Story by Alice Mitchell
It’s December 2019 and I am currently in Kenya, strengthening our health literacy program. Living in Kenya always involves a lot of walking. It’s good exercise; I don’t do enough of this in Australia. One benefit of walking is seeing things that you wouldn’t notice if you were getting a ride on a motorbike. One thing I noticed this visit is the prevalence of ‘gweno’- chooks in local Dholuo language, and their chicks. They seem to be everywhere. Not in great numbers but just ‘around’. You get used to them turning up in unexpected places.
So, when I walk from my accommodation for meals in the main house, there is always a chook or two around the steps. They pick up grain or small pieces of food that may have been dropped by the cook. As I walk along the road to our office each day, I always see a few chooks scratching in the maize fields or among brush on the side of the road. It’s not clear who owns them.
When I drop in to a local ‘hotel’ (we would call it a café) for lunch, I have become used to seeing a chook or two under the table, or just pecking about. Yesterday I noticed two chooks sitting on eggs in a basin in a corner of the café.
Chooks are always pecking about at the daily markets too. And of course, there is the odd rooster.

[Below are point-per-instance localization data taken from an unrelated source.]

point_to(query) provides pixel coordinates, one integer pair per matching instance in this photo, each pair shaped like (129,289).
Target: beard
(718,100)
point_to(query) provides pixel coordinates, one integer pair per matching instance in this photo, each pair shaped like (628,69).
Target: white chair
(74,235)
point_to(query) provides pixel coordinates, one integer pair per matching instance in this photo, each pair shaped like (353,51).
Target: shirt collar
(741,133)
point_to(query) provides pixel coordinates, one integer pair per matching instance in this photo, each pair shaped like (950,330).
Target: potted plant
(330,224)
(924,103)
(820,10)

All the hens seem to have a few chicks with them and occasionally I see some half-grown hens. They all free-range. But there must be predators around. I was told that, every now and then, people nick other people’s chooks. I guess if you are hungry, it is tempting with chooks roaming freely about the place.

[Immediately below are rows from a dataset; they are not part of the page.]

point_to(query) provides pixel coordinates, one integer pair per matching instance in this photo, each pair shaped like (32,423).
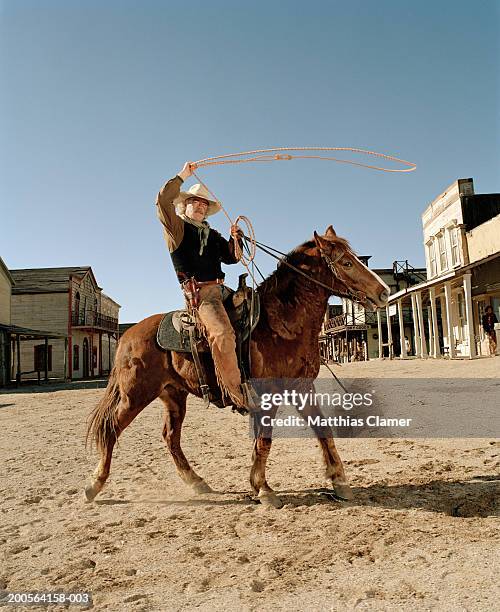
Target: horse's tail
(102,425)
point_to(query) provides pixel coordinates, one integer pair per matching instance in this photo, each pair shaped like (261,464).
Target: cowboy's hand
(187,170)
(236,232)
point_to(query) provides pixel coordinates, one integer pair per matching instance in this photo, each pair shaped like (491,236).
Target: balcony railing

Last week I joined one of our Maternal, Newborn and Child Health workers at a ‘pregnancy club’ within a local clinic. She adeptly taught the mums about how to stay healthy, and especially how to prevent mother to child transmission of HIV in pregnancy. It is so important to be tested for the HIV virus so that mothers can take the daily medications that prevent the baby acquiring HIV. Other topics she taught about included family planning and the importance of birthing in a facility with skilled birth attendants rather than birthing at home. The inevitable chook walked into the group of seated mothers. Of course, no one took notice of it. There’s always a chook.